Markets

Palm oil bounces back from 16-month low on technical rebound

KUALA LUMPUR: Malaysian palm oil futures rose nearly 1 percent on Friday, bouncing back from a 16-month low hit in t
Published December 15, 2017 Updated December 15, 2017 06:52am

KUALA LUMPUR: Malaysian palm oil futures rose nearly 1 percent on Friday, bouncing back from a 16-month low hit in the previous session, on a technical rebound.

The benchmark palm oil contract for February delivery on the Bursa Malaysia Derivatives Exchange was up 0.9 percent at 2,475 ringgit ($606.02) at the midday break, heading for its first session of gain in three.

Palm oil hit its lowest since August 2016 on Thursday due to high inventories and low demand, and has shed 4.9 percent so far this month after declining 7.5 percent in November. It is down 0.16 percent this week after six consecutive weekly falls.

Trading volumes stood at 25,528 lots of 25 tonnes each at the midday break on Friday.

"The market is seeing a technical rebound after a sharp drop, it looks like yesterday it reached its bottom," said a futures trader from Kuala Lumpur.

"The market may start moving higher from now, as all negative factors are priced in."

Malaysian palm oil stocks at the end of November rose to 2.56 million tonnes, the highest since late 2015, while cargo surveyor data showed exports in the first half of December fell 9.6 percent from a month earlier.

The market is also up on news of lower export tax on crude palm oil, said another trader.

Malaysia said on Friday it will lower its crude palm oil export tax to 5.5 percent in January, from 6 percent in December.

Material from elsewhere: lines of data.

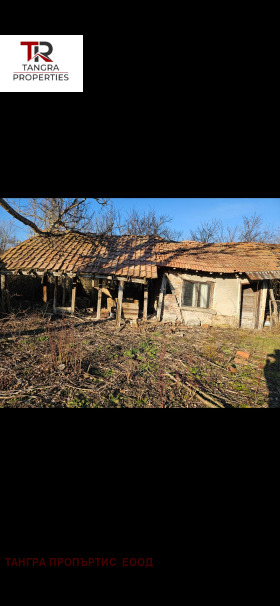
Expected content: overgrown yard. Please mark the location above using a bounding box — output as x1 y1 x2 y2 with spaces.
0 311 280 408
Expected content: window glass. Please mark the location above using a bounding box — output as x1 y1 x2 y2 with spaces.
197 284 210 307
182 280 210 308
182 281 195 307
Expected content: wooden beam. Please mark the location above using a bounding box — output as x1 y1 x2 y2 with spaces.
116 280 125 328
157 274 166 322
96 280 102 320
71 278 77 316
62 276 66 307
1 274 6 311
53 276 58 311
143 284 148 320
43 274 48 303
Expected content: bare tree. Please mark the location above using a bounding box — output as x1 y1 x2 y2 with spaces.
190 213 280 243
123 208 182 241
91 204 182 240
190 219 223 242
90 203 123 235
0 220 17 255
0 198 108 235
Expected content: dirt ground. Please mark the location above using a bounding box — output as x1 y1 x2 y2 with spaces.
0 310 280 408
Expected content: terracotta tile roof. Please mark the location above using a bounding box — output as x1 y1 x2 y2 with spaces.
0 233 280 278
156 241 280 273
0 233 160 278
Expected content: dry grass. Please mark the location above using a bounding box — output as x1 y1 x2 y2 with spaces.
0 311 280 408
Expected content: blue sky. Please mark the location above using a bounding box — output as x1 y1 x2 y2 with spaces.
0 198 280 240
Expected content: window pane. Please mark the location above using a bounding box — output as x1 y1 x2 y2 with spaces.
182 281 195 307
197 284 210 307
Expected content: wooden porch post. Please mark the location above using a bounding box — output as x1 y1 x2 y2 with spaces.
96 280 102 320
1 274 6 311
157 274 166 321
143 284 148 320
116 280 124 328
71 278 77 316
62 276 66 307
53 276 58 311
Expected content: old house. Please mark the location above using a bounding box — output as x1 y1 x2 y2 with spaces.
0 233 280 328
156 241 280 328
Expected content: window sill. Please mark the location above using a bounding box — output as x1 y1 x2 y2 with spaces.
181 305 217 316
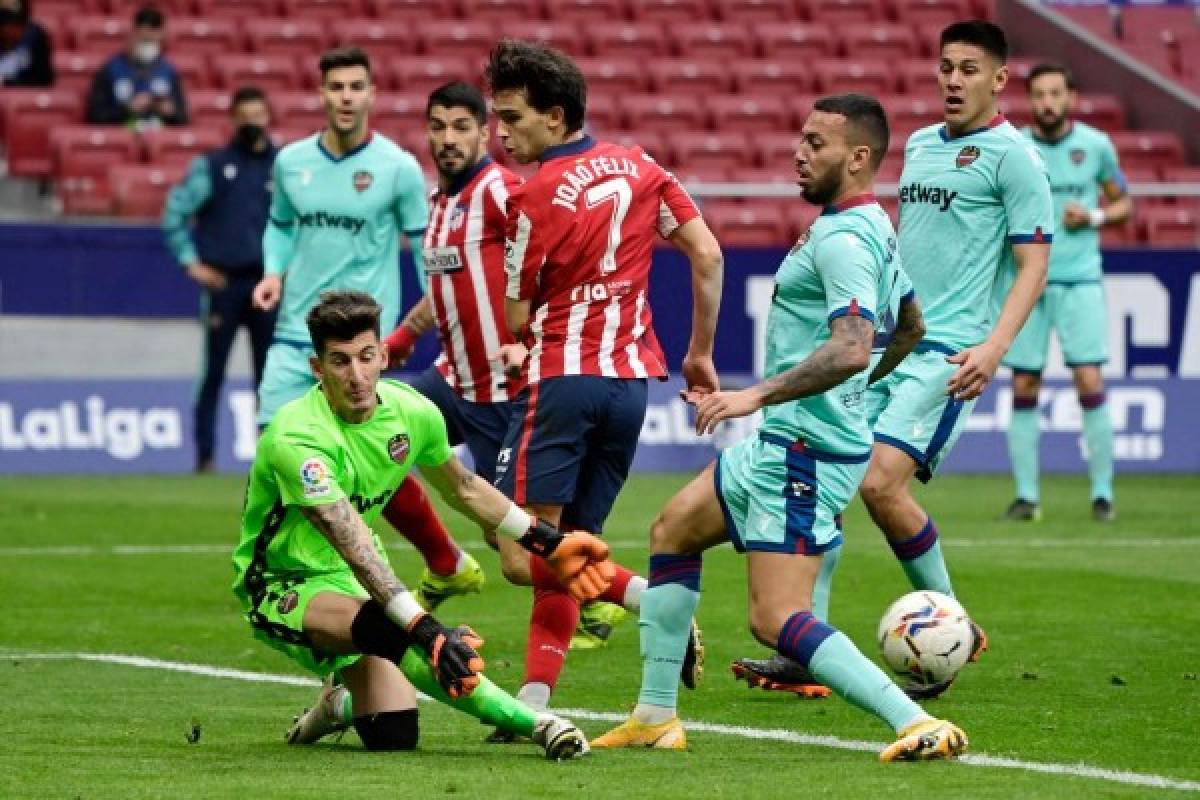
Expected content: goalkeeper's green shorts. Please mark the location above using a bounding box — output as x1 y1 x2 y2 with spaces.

Palm oil may break a resistance at 2,462 ringgit per tonne and rise towards the next resistance at 2,491 ringgit, according to Reuters market analyst for commodities and energy technicals Wang Tao.

In other related oils, the January soybean oil contract on the Chicago Board of Trade fell 0.1 percent, while the January soybean oil contract on the Dalian Commodity Exchange was down 0.7 percent.

The Dalian January palm olein contract dropped 0.4 percent.

Palm oil prices are affected by other edible oils as they compete for a share in the global vegetable oils market.